Within the past several weeks, scores of suspected terrorists have been arrested or killed in Pakistan, France, and North Africa. Counterterrorism officials in the United States are focusing on the immediate threat, which appears to be a plan to attack European cities simultaneously with explosives and gunmen. But the events themselves provide a snapshot of how countries are cooperating to counter al-Qaeda and its affiliates in the nine years since September 11, the four years since London was attacked, and the two years since terrorists struck Mumbai.
"Robust information-sharing that's occurring back-and-forth across the Pond has contributed to what we know thus far, but there's more to learn," a U.S. official said. "Everyone knows the stakes are high."

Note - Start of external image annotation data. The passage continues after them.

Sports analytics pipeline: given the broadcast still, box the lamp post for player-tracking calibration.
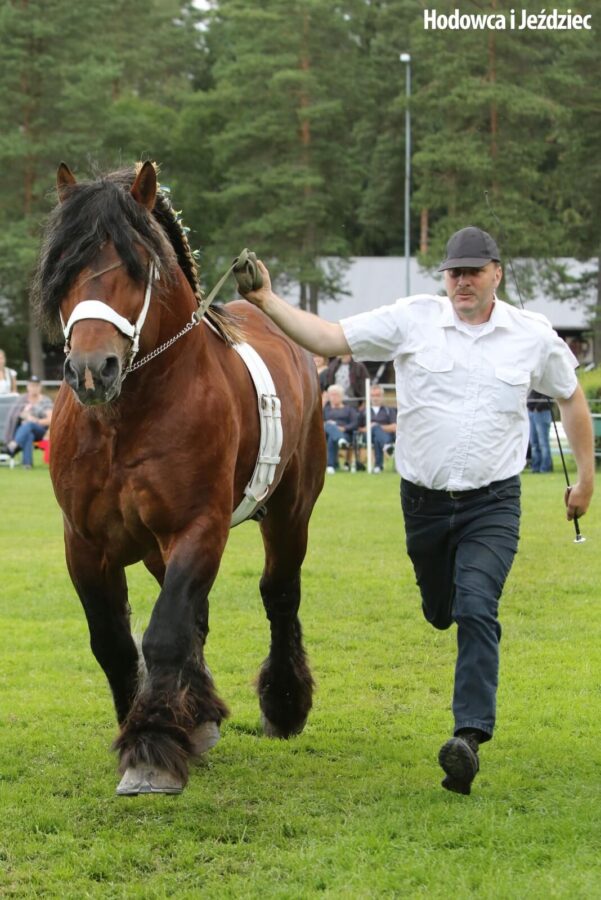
[399,53,411,297]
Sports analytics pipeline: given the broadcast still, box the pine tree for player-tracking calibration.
[0,0,199,375]
[171,0,358,309]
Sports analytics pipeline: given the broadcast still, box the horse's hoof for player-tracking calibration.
[261,713,307,740]
[117,766,184,797]
[191,722,221,756]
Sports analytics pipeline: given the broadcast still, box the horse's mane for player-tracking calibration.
[32,166,242,344]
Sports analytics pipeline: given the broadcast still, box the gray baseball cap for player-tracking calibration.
[438,225,501,272]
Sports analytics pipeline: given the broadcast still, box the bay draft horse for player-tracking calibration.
[33,162,325,794]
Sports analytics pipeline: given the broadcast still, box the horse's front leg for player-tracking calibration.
[115,523,229,794]
[258,504,313,738]
[65,528,138,723]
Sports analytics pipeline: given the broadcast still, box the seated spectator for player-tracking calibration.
[325,354,369,400]
[323,384,357,475]
[4,375,52,469]
[358,384,397,472]
[0,350,17,394]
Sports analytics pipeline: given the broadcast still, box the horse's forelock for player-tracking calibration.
[32,169,175,336]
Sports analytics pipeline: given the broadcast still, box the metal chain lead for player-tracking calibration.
[123,311,202,377]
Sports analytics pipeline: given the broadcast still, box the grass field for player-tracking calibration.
[0,466,601,898]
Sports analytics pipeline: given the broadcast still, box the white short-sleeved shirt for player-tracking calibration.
[340,294,578,491]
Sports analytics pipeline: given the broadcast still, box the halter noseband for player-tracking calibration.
[61,260,160,378]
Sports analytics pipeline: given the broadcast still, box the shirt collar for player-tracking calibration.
[440,295,512,334]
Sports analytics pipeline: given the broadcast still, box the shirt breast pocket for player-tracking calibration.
[493,366,530,415]
[408,348,453,405]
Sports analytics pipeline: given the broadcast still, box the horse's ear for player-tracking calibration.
[56,163,77,203]
[131,160,157,212]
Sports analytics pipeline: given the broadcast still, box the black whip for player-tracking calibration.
[484,191,586,544]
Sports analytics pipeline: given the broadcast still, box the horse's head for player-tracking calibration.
[57,162,157,406]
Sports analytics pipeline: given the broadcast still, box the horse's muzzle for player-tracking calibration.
[65,351,122,406]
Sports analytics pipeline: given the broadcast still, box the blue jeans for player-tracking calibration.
[528,409,553,472]
[14,422,47,466]
[401,475,520,740]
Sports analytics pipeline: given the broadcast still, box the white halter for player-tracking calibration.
[61,260,160,368]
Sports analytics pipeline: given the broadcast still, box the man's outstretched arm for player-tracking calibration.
[557,385,595,519]
[242,260,351,356]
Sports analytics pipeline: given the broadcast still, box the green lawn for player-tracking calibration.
[0,466,601,898]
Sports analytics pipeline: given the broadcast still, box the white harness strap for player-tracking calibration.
[61,260,159,378]
[230,343,284,528]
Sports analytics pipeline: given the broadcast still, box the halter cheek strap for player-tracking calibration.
[61,262,160,366]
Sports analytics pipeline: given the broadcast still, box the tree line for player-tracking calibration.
[0,0,601,375]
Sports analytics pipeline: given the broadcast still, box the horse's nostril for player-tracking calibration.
[99,356,120,384]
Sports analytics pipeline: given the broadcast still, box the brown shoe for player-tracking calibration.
[438,734,480,794]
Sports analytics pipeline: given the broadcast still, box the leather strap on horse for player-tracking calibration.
[193,247,263,321]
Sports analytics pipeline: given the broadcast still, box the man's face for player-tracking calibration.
[444,262,503,325]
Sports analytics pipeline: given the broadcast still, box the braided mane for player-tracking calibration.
[32,166,243,344]
[152,189,243,344]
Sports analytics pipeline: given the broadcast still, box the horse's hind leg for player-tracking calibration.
[258,507,313,738]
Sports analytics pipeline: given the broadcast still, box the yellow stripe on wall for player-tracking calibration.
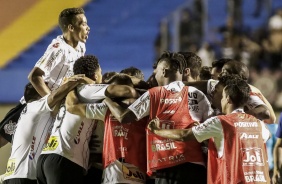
[0,0,89,68]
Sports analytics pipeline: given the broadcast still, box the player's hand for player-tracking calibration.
[193,121,200,126]
[272,169,280,184]
[147,117,160,133]
[89,135,102,152]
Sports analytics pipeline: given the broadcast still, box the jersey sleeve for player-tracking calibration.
[86,103,108,121]
[192,117,223,142]
[77,84,109,103]
[128,91,150,120]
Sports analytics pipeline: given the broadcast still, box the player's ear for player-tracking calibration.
[68,24,74,31]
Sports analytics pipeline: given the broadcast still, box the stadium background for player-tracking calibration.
[0,0,282,174]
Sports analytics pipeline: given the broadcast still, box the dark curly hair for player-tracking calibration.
[120,66,144,80]
[157,51,185,74]
[59,8,85,32]
[218,75,251,107]
[73,55,100,79]
[178,52,202,79]
[105,73,133,86]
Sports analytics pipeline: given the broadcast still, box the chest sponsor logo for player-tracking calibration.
[244,171,267,183]
[74,122,84,144]
[240,133,259,139]
[241,148,265,166]
[234,122,258,128]
[28,136,36,160]
[149,153,185,164]
[122,166,146,182]
[113,126,129,139]
[5,159,16,176]
[4,120,17,135]
[43,136,59,151]
[160,97,182,104]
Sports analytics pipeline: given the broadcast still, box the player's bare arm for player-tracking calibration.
[65,90,86,117]
[105,84,139,98]
[28,67,51,97]
[147,118,196,141]
[47,74,89,108]
[249,84,276,124]
[104,98,137,123]
[272,138,282,184]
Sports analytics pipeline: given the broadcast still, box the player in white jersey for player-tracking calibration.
[4,76,88,184]
[0,8,90,151]
[28,8,90,96]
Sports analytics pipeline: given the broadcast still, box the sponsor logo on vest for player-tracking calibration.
[152,142,177,152]
[240,133,259,139]
[244,171,267,183]
[113,126,129,139]
[43,136,59,151]
[242,148,264,166]
[160,97,182,104]
[134,96,150,109]
[163,110,175,114]
[188,92,198,98]
[188,99,198,105]
[5,159,16,176]
[149,153,185,163]
[28,136,36,160]
[4,120,17,135]
[74,122,84,144]
[122,165,145,181]
[234,122,258,127]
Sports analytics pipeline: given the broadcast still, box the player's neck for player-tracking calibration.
[63,34,78,48]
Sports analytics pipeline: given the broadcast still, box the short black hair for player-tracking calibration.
[73,55,100,79]
[200,66,212,80]
[24,82,41,102]
[59,8,85,32]
[178,51,202,79]
[102,71,118,83]
[157,51,185,74]
[212,58,234,71]
[120,66,144,80]
[218,75,251,107]
[224,60,250,81]
[105,73,133,86]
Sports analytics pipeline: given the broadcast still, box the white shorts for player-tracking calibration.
[102,160,146,184]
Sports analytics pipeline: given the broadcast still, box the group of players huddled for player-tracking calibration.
[0,8,276,184]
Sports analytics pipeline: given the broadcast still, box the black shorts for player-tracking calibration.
[3,178,37,184]
[155,162,207,184]
[36,154,85,184]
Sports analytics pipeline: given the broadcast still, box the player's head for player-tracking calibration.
[24,83,41,102]
[178,52,202,81]
[211,75,242,110]
[102,71,118,84]
[220,60,249,81]
[120,66,144,80]
[155,52,185,86]
[73,55,102,84]
[105,73,133,87]
[221,77,251,113]
[59,8,90,43]
[199,66,211,80]
[211,58,233,80]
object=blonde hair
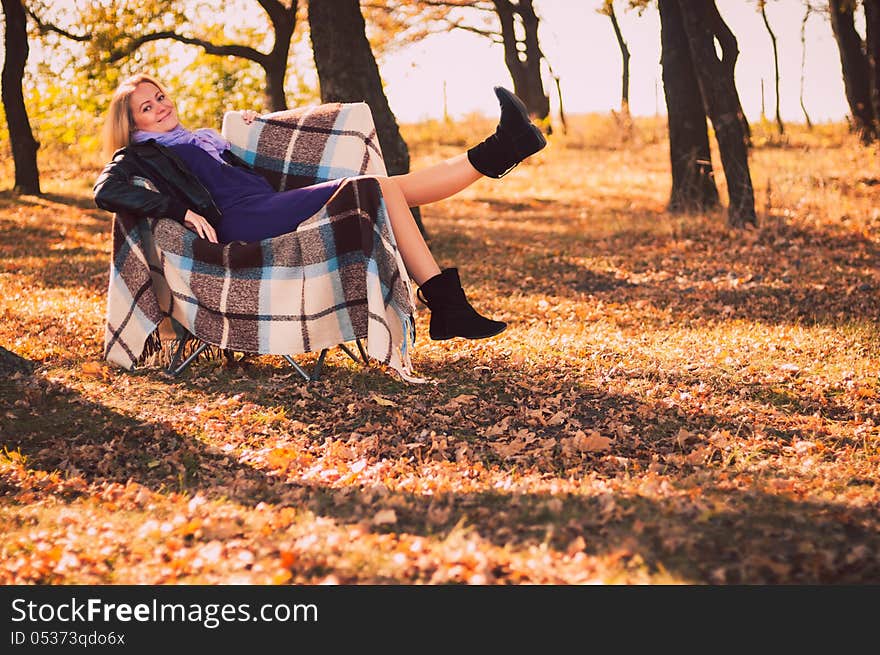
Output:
[103,73,168,159]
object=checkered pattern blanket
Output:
[104,103,417,380]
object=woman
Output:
[94,74,546,340]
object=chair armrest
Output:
[223,102,387,190]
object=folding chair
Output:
[105,103,415,382]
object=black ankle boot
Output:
[418,268,507,341]
[468,86,547,178]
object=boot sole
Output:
[429,325,507,341]
[494,86,547,154]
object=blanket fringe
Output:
[135,328,225,368]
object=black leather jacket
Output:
[94,139,247,227]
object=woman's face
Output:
[128,82,179,132]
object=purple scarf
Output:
[131,125,229,163]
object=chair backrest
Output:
[222,102,387,190]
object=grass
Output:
[0,116,880,584]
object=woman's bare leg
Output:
[376,177,440,286]
[391,153,483,207]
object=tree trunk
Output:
[864,0,880,138]
[761,2,785,134]
[798,4,813,131]
[260,0,297,111]
[308,0,425,234]
[659,0,718,212]
[492,0,550,121]
[0,0,40,195]
[608,2,630,116]
[708,2,752,146]
[828,0,876,143]
[679,0,757,227]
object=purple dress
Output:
[171,144,343,243]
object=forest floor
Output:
[0,116,880,585]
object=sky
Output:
[381,0,852,122]
[0,0,852,122]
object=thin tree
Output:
[863,0,880,139]
[658,0,718,212]
[599,0,630,116]
[758,0,785,134]
[378,0,550,123]
[798,2,814,131]
[679,0,757,228]
[492,0,550,120]
[107,0,300,111]
[308,0,424,233]
[705,2,752,146]
[0,0,40,195]
[828,0,877,143]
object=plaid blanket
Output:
[104,103,418,381]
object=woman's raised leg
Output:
[393,87,547,207]
[376,177,507,340]
[376,177,440,285]
[391,153,483,207]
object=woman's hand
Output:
[183,209,217,243]
[241,109,260,125]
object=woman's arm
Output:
[94,154,188,223]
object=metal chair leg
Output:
[283,355,312,382]
[165,341,208,378]
[282,348,329,382]
[355,339,370,364]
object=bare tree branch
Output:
[108,31,268,65]
[25,7,92,43]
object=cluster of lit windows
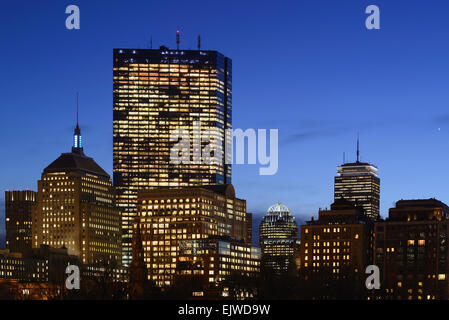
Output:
[113,51,231,260]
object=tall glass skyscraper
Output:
[334,141,380,220]
[113,47,232,265]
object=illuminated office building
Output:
[5,190,36,252]
[113,47,232,265]
[334,141,380,220]
[259,203,299,274]
[374,199,449,300]
[138,184,248,287]
[32,116,121,264]
[175,236,261,296]
[300,199,373,299]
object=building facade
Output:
[32,119,121,264]
[374,199,449,300]
[334,160,380,220]
[113,47,232,265]
[5,190,36,252]
[175,236,261,297]
[300,199,373,299]
[138,185,252,287]
[259,203,299,274]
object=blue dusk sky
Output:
[0,0,449,245]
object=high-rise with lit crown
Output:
[334,139,380,220]
[113,45,232,265]
[32,112,121,264]
[259,203,299,274]
[5,190,36,252]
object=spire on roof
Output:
[72,92,84,154]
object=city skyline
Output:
[4,1,449,248]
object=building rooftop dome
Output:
[267,202,290,215]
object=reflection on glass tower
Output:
[113,47,232,265]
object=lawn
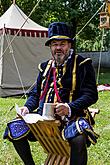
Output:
[0,91,110,165]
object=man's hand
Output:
[55,103,69,116]
[19,106,29,116]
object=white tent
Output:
[0,4,49,97]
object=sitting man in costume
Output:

The UK has developed what U.S. officials say is a new vein of human intelligence over the past several months and has shared the product with several other countries, including France and Germany. The country's signals intelligence agency, GCHQ, provided the Central Intelligence Agency with data to target Europeans believed to be part of a German-based cell that was plotting the most recent wave of attacks. The CIA, using Hellfire missiles on MQ-9 Reapers, has targeted suspected terrorists congregating in North Waziristan, Pakistan based on the new intelligence. These terrorist suspects include a Nuristani known to the U.S., a Yemeni man who helped facilitate the bombing of the U.S.S. Cole in 1998, several German nationals believed to be part of the current plots, and various Pakistanis and Chechens, according to officials.